Adding numerous noindex pages

Forum Moderators: Robert Charlton & goodroi

Message Too Old, No Replies

Adding numerous noindex pages

Tonearm

4:11 am on Dec 2, 2009 (gmt 0)

Will I rub Google the wrong way if I add many new pages overnight, even if I noindex them? I've added sorting capability to my site which has created many new URLs, but I've noindex'ed all of them.

tedster

7:50 am on Dec 2, 2009 (gmt 0)

No, you won't have a problem - at least not in my experience. It's a very good thing to do.

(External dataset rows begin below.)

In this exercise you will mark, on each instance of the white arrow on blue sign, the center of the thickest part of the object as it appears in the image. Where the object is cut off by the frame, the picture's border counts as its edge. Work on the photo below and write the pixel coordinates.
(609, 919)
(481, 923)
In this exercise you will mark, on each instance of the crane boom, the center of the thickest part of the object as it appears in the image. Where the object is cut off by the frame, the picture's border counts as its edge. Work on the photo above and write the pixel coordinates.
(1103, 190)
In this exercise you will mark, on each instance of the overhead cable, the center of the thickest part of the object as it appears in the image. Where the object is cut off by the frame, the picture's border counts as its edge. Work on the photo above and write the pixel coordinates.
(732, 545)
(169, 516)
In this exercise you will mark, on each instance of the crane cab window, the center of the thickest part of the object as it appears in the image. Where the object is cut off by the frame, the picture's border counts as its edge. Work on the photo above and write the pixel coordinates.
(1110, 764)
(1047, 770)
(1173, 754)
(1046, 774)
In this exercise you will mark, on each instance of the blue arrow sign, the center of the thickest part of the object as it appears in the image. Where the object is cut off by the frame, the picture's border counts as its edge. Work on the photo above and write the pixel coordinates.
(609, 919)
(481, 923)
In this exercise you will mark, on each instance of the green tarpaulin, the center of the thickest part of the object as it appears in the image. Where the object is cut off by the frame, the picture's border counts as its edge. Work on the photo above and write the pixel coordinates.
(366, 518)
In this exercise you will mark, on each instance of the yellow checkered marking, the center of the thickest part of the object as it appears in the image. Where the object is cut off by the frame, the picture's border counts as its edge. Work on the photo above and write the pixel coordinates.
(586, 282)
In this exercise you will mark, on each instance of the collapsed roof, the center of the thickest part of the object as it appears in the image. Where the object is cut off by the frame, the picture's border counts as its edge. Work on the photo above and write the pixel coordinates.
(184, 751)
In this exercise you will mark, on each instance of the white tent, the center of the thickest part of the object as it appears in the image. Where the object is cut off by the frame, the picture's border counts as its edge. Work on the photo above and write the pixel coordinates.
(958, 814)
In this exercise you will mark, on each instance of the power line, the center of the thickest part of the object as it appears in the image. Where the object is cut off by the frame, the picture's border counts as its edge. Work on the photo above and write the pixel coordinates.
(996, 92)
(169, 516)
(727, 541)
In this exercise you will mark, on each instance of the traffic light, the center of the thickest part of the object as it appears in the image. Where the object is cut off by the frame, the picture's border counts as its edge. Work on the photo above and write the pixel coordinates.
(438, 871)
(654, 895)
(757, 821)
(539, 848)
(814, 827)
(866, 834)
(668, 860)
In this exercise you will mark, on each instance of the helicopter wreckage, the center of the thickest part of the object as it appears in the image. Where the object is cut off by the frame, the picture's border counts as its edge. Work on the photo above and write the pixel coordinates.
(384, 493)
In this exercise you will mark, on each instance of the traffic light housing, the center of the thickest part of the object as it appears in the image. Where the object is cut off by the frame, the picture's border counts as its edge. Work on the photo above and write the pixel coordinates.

If there's a way to disallow those "sort" URL patterns in robots.txt, I prefer that approach even more. Googlebot sees that disallow rule and doesn't even request the URL. With a noindex meta tag, it still needs to spider the URL just to read it, and that can be a drain on the crawl budget they've allocated to your domain.

serenoo

9:23 am on Dec 2, 2009 (gmt 0)

I suggest to do not use robots.txt. I used it and google crawled my pages anyway. Use noindex. It is better.

internetheaven

10:27 am on Dec 2, 2009 (gmt 0)

crawl budget

Never heard that term before. Nice one though!

I used it and google crawled my pages anyway. Use noindex. It is better.

Aye, this is where it gets silly. I've always had problems with google indexing robots.txt excluded files so went with noindex meta tags ... but then Bing started indexing all my noindexed pages!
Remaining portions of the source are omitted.